武蔵七党(丹党や児玉党の庶流)の大河原氏の信仰拠点である。
車道沿いに金蔵寺八耳堂。
八耳堂の奥に軍荼利神社。
軍荼利神社の奥に龍崖山の登山道がある。
山に向かう鳥居がそれ。
■概要
真言宗智山派・金軸山無量院金蔵寺の境外仏堂(太子堂とも呼ばれる)。
本尊は聖徳太子(厩戸皇子)を祀っている。
八耳堂の名称の由来は明確ではない。
龍崖山主郭の北にある金蔵寺八耳堂と軍荼利神社。
平場が造成されており、龍崖山主郭の正面だったと推測されている。
近くに名栗川(入間川支流)があり、山城である龍崖山の戦略的に重要な位置にある。
大河原氏は麓の「殿屋敷」(三四郎平)と呼ばれる場所に居住していた。
非常時に龍崖山に砦(大河原城 / 龍崖城)を構え、金蔵寺・八耳堂と軍荼利神社を厚く信仰したと伝えられている。
軍荼利神社は武門の守護神である加具土命を祀る。
青梅市成木の軍太利神社(安楽寺)の大銀杏は、この神社から飛来したという言い伝えもある。
学問の神である聖徳太子。
武神である加具土命(かぐつちのみこと。火の神様)。
文武両道を祀っているのが興味深いところ。
■感想
龍崖山の山頂から案内板が出ており帰りは八耳堂を経由していくことにした。
帰り道はこっちの方が飯能駅に近い。
さらに下山時間もだいぶ短い。
すぐ麓につく。
(クマ出没地域の龍崖山公園を敬遠する。)
八耳堂と軍荼利神社はほぼ隣り合った立地だが雰囲気がまるで違う。
山から下りて振り返ると登山道の入り口に鳥居が建っていた。
これは龍崖山そのものが神聖視されていたのかな?と思い立って最後に手を合わせておいた。
下山してすぐ隣に村社の軍荼利神社。
自然還りしそうなほど野趣に溢れている。
苔むして草や木がギリギリ生い茂っている。
正直、なんか住み着いてるのでは?クマ?
と恐れおののくほど雰囲気ばっちりだ。
周辺は集落で人家ばっかり。
村社なのも頷ける。
クマ出現を心配したが人間の匂いが強くて大丈夫そう。
(若干荒れてるように見えるのは集落の高齢化が進んで手入れが滞ったりするのだろう。)
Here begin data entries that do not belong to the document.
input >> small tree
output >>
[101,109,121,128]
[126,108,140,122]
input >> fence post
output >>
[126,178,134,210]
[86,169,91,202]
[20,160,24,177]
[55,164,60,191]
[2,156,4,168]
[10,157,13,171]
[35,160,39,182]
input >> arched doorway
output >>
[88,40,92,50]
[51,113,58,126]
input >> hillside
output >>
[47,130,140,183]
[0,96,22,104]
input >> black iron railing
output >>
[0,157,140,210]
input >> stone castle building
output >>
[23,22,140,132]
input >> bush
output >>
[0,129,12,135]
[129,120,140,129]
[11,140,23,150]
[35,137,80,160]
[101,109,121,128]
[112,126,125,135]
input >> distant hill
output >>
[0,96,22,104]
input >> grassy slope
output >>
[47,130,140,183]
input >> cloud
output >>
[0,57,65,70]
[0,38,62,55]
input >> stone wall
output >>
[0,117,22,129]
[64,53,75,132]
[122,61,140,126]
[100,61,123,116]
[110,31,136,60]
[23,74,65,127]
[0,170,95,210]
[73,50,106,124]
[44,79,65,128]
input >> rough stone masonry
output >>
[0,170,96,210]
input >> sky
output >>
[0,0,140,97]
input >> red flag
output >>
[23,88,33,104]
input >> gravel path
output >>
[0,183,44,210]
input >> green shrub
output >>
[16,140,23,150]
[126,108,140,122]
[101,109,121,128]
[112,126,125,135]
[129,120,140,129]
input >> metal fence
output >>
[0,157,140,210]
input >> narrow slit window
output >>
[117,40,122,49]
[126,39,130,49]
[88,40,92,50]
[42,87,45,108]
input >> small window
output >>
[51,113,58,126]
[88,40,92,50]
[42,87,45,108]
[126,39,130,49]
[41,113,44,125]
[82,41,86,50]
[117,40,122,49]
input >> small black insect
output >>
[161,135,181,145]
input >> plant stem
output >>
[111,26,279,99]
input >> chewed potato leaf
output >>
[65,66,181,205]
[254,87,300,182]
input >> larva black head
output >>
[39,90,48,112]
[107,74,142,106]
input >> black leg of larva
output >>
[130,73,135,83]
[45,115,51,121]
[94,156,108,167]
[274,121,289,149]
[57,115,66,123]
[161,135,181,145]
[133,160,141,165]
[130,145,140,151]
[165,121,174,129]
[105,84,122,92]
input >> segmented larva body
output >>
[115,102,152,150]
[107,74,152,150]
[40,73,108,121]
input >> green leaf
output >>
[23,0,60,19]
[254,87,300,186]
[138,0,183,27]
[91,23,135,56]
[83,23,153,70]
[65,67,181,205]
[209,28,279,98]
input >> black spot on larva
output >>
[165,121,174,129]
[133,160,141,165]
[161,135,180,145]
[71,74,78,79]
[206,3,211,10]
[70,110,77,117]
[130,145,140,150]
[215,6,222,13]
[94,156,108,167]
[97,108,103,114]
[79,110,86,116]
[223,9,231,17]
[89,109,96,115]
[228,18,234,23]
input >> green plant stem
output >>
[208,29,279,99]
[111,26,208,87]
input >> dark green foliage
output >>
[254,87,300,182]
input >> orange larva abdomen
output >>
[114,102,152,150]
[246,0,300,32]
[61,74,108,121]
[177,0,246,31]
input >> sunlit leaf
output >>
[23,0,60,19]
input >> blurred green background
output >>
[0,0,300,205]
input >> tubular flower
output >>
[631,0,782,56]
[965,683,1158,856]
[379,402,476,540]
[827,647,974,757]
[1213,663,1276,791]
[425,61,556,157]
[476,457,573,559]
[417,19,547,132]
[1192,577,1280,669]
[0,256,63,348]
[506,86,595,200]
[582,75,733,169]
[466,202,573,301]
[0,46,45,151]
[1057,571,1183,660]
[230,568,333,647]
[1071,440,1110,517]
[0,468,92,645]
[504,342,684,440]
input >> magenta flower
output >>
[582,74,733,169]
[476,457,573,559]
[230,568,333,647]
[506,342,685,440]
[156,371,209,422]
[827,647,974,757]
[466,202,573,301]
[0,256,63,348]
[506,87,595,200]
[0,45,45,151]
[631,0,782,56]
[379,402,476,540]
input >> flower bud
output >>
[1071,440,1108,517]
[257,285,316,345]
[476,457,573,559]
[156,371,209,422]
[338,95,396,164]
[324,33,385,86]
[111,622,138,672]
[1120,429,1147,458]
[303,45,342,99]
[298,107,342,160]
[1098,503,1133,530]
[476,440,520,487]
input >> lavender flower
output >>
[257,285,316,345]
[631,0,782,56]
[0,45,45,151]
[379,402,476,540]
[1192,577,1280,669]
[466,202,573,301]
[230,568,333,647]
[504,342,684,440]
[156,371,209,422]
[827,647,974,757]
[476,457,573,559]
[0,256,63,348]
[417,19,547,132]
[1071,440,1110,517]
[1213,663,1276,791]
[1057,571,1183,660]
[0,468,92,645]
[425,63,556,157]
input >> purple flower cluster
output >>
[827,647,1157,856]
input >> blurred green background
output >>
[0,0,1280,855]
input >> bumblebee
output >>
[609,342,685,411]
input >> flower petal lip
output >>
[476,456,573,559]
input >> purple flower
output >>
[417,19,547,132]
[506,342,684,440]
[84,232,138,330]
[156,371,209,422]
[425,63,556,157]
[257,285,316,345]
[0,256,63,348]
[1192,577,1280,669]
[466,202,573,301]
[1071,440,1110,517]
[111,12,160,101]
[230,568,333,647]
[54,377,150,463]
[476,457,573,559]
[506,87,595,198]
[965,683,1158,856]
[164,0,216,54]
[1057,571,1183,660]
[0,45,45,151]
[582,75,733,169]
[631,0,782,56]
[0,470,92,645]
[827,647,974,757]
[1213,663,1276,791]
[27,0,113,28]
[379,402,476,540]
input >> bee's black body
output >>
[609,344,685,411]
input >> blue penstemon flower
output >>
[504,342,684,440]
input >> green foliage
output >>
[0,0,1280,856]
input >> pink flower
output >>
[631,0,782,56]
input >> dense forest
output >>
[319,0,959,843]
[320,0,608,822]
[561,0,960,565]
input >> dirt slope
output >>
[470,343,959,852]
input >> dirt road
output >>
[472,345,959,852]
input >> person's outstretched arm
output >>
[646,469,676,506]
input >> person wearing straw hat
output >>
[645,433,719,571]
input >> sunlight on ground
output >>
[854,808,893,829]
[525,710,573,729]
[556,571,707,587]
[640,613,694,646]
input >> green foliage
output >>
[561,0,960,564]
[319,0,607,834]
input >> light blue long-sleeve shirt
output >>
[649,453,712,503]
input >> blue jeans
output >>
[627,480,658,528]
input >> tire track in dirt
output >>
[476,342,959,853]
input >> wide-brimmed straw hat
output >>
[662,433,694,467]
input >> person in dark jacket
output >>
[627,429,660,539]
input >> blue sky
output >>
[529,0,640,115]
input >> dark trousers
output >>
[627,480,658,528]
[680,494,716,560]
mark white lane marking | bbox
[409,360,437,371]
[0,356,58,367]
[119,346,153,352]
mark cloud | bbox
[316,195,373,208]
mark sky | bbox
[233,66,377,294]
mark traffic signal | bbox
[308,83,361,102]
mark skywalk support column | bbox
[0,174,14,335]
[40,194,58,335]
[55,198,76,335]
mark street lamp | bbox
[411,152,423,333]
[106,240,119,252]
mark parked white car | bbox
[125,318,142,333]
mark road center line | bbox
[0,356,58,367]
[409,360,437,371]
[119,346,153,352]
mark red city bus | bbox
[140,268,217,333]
道路に面している金蔵寺八耳堂は創建は1150年代と言われている。
約850歳の古拙である。
現在の堂宇は1820年に再建されたもの。
こちらは公民館の一部なんじゃないのか、と思われるほど整然としている(砂利石のおかげだろう。雑草が抑制されている)。
軍荼利神社と金蔵寺八耳堂の両方を拝んで文武両道の役得。
龍崖山ハイキングから無事下山したお礼を伝えてとりあえず行程修了。
ここから駅に帰るもよし、天覧山を目指すもよし。